Type III: Rotational displacement type. Fragments shift laterally, anteriorly, or posteriorly while also rotating. Due to complete rupture of the local fascia and periosteum, and the pull of the forearm extensors, the fragments can rotate externally along the longitudinal axis by 90° to 180°. Rotation may also occur to varying degrees along the transverse axis. No changes occur in the humeroulnar joint.

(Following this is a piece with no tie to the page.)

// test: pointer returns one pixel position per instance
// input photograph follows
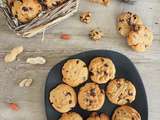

Type IV: Fracture-dislocation type. Fragments may shift laterally or rotate, while the elbow joint can dislocate laterally, ulnarly, or posteriorly. The joint capsule and collateral ligaments are torn, and soft tissue injuries around the elbow are severe. This type of fracture is not uncommon. Hardacre reported 46 cases of displaced fractures, with 9 cases complicated by elbow dislocation, approximately 20%. Due to the severity of soft tissue injury around the elbow, treatment is more challenging than for the other three types, and prognosis is worse. Therefore, Beijing Jishuitan Hospital refers to this type of fracture as a fracture-dislocation type to draw attention to it.

Explanation

This is a common type of elbow fracture in children, essentially representing lateral condyle epiphyseal separation. Its incidence is second only to supracondylar humeral fractures. It often results from indirect compound external forces, typically when a child falls and lands on an outstretched hand, with the forearm pronated and the elbow slightly flexed. Most of the external force transmits along the radius to the radial head, impacting the humeral lateral condyle, leading to the fracture. Concurrent factors such as elbow valgus stress and extensor pull contribute to the fracture, with the fracture line extending from the upper part of the lateral condyle diagonally downwards and inward toward the lateral aspect of the trochlea. Fragments often include pieces from the radial metaphysis, the humeral capitellum epiphysis, and the lateral trochlear section, with varying fracture types resulting from the direction of external forces, forearm rotation, and adduction pull.